Three-Dimensional Integration Of Functional Oxides And Crystalline Silicon For Optical Neuromorphic Computing Using Nanometer-Scale Oxygen Scavenging Barriers

Dating to the first reports of epitaxial oxide deposition on Si(001), the integration of complex oxides on silicon has been a fast-moving area of research, where fundamental materials physics is intimately connected to tremendous technological promise in such areas as integrated electronics, optical neuromorphic and quantum computing, and sensing, to name a few. Despite their great promise, devices relying on the co-integration of silicon and epitaxial perovskites are typically limited to basic, planar geometries due to practical issues with their fabrication.

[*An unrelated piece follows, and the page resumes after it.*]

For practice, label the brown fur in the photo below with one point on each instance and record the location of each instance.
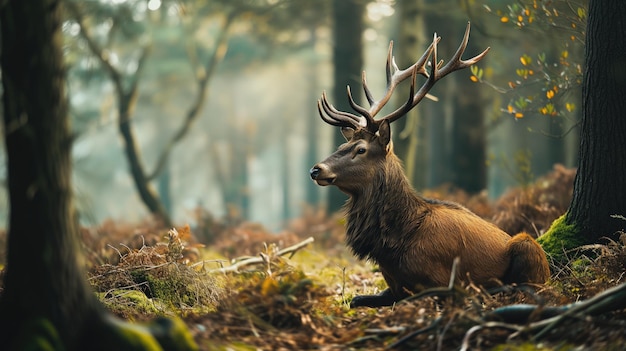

In this paper, we overcome these long-standing challenges by developing a method to produce high-quality Si(001)/TMO/Si(001)/TMO heterostructures without wafer bonding, resulting in the straightforward three-dimensional integration of functional complex oxides and active Si(001) layers into a technologically relevant platform that is needed for on-chip hardware implementations of neuromorphic computing based on optical signals. We present detailed structural and chemical characterization of our heterostructures and discuss generalized design rules for their fabrication. Our results exponentially expand the universe of practically achievable TMO-based integrated devices and push this promising class of materials closer to realizing their hill technological potential.